I recently got the chance to redo the error handling in two different crates I help maintain. For liquid, I decided to write the error types by hand rather than use something like error-chain. In the case of assert_cli, I decided to finally give failure a try.

From failure's announcement:

Failure is a Rust library intended to make it easier to manage your error types. This library has been heavily influenced by learnings we gained from previous iterations in our error management story, especially the Error trait and the error-chain crate.

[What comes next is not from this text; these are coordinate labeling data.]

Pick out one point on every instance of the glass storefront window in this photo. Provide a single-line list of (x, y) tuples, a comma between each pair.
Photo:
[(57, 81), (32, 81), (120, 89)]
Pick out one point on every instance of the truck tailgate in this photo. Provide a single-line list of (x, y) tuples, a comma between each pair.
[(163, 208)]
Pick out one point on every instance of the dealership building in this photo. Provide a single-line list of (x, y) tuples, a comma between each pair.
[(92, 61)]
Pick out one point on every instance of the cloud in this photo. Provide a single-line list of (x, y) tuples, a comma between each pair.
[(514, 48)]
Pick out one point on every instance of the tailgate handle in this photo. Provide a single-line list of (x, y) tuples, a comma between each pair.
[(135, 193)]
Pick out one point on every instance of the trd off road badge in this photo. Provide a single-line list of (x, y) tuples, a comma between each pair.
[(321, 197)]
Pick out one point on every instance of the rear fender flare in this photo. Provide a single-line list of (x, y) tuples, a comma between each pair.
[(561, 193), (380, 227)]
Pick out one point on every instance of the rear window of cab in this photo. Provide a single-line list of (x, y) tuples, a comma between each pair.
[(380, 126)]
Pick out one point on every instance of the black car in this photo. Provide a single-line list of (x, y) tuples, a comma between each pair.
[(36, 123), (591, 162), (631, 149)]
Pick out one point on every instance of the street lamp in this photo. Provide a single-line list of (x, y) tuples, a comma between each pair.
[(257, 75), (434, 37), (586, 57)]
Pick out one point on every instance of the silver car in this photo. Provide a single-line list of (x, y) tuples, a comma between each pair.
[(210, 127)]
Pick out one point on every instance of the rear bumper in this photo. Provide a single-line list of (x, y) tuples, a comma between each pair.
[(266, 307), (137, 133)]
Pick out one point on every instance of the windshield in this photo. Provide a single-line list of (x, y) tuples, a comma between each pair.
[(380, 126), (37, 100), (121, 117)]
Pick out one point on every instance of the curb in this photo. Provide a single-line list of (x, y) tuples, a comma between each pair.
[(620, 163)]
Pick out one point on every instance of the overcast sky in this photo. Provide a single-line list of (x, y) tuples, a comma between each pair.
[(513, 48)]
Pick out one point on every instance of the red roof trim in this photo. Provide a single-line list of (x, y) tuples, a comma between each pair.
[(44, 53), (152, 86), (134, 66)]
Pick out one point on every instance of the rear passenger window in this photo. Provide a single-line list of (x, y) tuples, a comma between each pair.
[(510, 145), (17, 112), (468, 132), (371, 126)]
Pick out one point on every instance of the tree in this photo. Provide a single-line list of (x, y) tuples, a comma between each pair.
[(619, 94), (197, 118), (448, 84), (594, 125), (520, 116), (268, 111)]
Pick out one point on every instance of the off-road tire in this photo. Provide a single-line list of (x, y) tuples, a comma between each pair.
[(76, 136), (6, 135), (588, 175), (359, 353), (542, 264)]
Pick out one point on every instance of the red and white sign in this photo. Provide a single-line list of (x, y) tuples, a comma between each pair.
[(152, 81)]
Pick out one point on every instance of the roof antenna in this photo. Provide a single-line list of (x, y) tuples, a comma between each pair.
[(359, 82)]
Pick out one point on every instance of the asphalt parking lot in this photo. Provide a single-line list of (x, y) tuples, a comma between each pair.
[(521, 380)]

I think failure does a great job iterating on Rust's error management story, fixing a lot of fundamental problems in the Error trait and making it easier for new developers and prototypers to be successful. While a replacement for the Error trait is a disruptive change to the ecosystem, I feel the reasons are well justified and the crate looks like it does a great job bridging the gap.

On the other hand, I do feel that there are parts of failure that are a bit immature, particularly Context. The reason this is concerning is the implementation policies related to Context are coupled to the general Fail trait mechanism (see Separation of mechanism and policy). We cannot experiment and iterate on Context without breaking compatibility with Fail and there is a reasonable hesitance in breaking compatibility.

I'd recommend failure for anyone writing an application. I'd recommend library authors exercise caution, particularly if you have richer requirements for your errors. For the crate author, I'd suggest it is either not ready yet for "1.0" or to be more open to breaking changes than "the distant future". Below I'll go into more specific areas I think failure can be improved.

I know it is less than ideal to receive this type of feedback "late" in the process (1.0 is expected to release next week). I was strapped for time and only recently had solid use cases to push failures limits. I at least tried to provide theoretical feedback early on based on reading the code and docs out of an eagerness for failure to succeed. The ability to create a thorough analysis from just reading the docs / code is limited and the weight of such feedback is reasonably lower.

My Recent Failures

So let's step through my recent case studies in error management

liquid

liquid is a rust implementation of Shopify's liquid template language.

As mentioned above, I recently did a major revamp of liquids errors. I ended up skipping failure. It was easier for me to write my error types from scratch than to take the time to figure out how to map my needs to failure. I was also concerned about making an unstable crate such a fundamental part of my API.

My goals were:

An example of a template backtrace:

Error: liquid: Expected whole number, found `fractional number`
  with:
    end=10.5
from: {% for i in (1..max) reversed %}
from: {% if "blue skies" == var %}
  with:
    var=10

Here is a rough sketch of liquids errors:

#[derive(Fail, Debug)]
pub struct Error {
    inner: Box<InnerError>,
}

#[derive(Fail, Debug)]
struct InnerError {
    msg: borrow::Cow<'static, str>,
    user_backtrace: Vec<Trace>,
    #[cause] cause: Option<ErrorCause>,
}

#[derive(Clone, PartialEq, Eq, Debug, Default)]
pub struct Trace {
    trace: Option<String>,
    context: Vec<(borrow::Cow<'static, str>, String)>,
}

I've created various "ResultExt" traits to make it some-what ergonomic to create:

let value = value
    .as_scalar()
    .and_then(Scalar::to_integer)
    .ok_or_else(|| Error::with_msg(format!("Expected whole number, found `{}`", expected, value.type_name()))
    .context_with(|| (arg_name.to_string().into(), value.to_string()))?;
...
let mut range = self.range
    .evaluate(context)
    .trace_with(|| self.trace().into())?;

While the context API needs some work, the overall approach worked great and provides very help error messages to the user.

assert_cli

assert_cli provides assertions for program behavior to help with testing.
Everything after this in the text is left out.